Ah, but she was clever. All of this talk of knowing who deserves whom, she was fairly certain, was an oblique reference to Ian Eversea and implied a certain intriguing . . . unworthiness. But why? Because of glances exchanged with a wanton widow?

Then again
everything
since she’d seen Ian Eversea felt like an oblique reference to him. He had become the story, and everything was a footnote for now. She didn’t necessarily like it that way. But she would need to read it to the end.

“I shall remember that,” she said solemnly. “Thank you.”

He gave a short nod and turned toward the window, and she knew she was dismissed.

S
HE DIDN’T SEE
Ian again until evening, when most of the family gathered in the parlor after dinner.

His shirtsleeves were rolled up and he wore snug trousers and Hessians, and while she pretended to read her book about Richard III, she peered up at him and tried to imagine him without his shirt.

She looked down again quickly when warmth began to rush over the backs of her arms.

“Plan to stay in Sussex long, Ian?” This came from Olivia, who was stabbing a needle in and out of a hoop of cloth.

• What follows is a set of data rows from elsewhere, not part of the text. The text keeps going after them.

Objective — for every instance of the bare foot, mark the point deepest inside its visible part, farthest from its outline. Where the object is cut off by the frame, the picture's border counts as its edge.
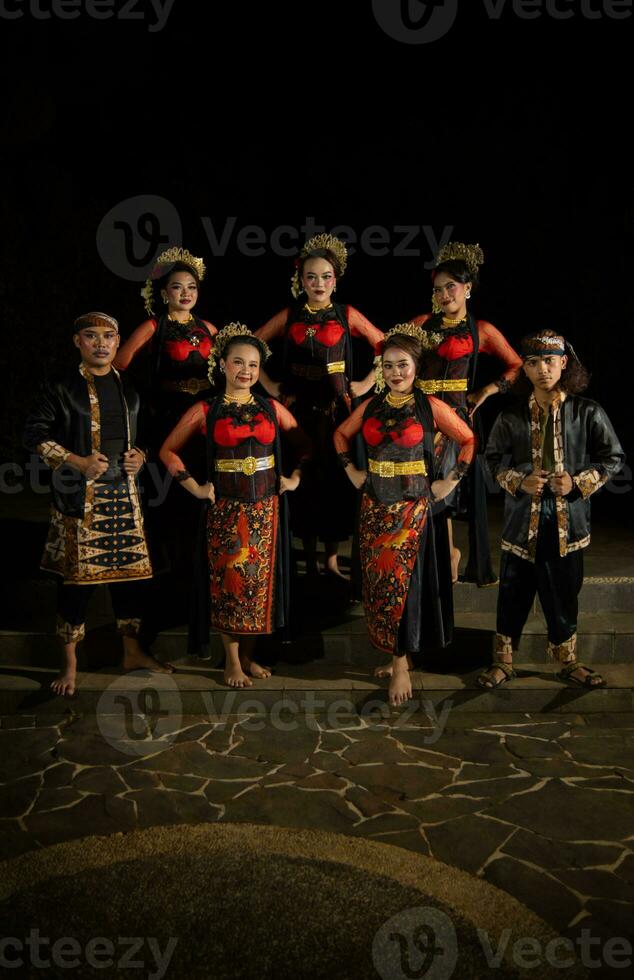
(582, 674)
(136, 659)
(456, 555)
(250, 667)
(66, 682)
(234, 676)
(332, 566)
(386, 670)
(492, 677)
(400, 689)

Flowers were blooming in a violent profusion on it. As if there weren’t enough flowers in the house already.

Genevieve sat next to her, feet tucked beneath her on the settee, a book fanned open in her hands. The duke had gone off on some matter of business, apparently.

“Bored with me already?” He said it abstractedly, however, as his eyes were on the chessboard.

“It’s so very difficult to be bored when you’re around, even if one tries.”

The corner of his mouth lifted. He nudged a piece forward, and Colin, who had stopped in to borrow something from his father and was talked into a chess game, swore something beneath his breath.

“What did you ladies do in town today?” Olivia asked the two of them.

Tansy knew an opportunity when she heard one.

Her heart, absurdly, began to thud with something like portent.

“I’ve obtained a new book,” she said. “You may be interested in it, Mr. Eversea.”

All the Mr. Everseas present looked up, until it became clear she was looking at Ian. Too late, she remembered he was a captain now.

“Have you?” He glanced warily at the thing in her hand, as if to ascertain whether it was indeed a book.

“It’s a fine history of Richard the Third.”

His smile was small and polite. “Ah.”

Not a conversation encourager, the word “Ah.”

“You mentioned him the other night,” she prompted. “Whilst we were dancing.”

“Did I?” He looked bemused.

“He’s buried in Leicestershire?” she pressed, a bit desperately.

“Ah, yes. I recall.” His brow furrowed faintly in something like concern, as if studying her for signs of witlessness.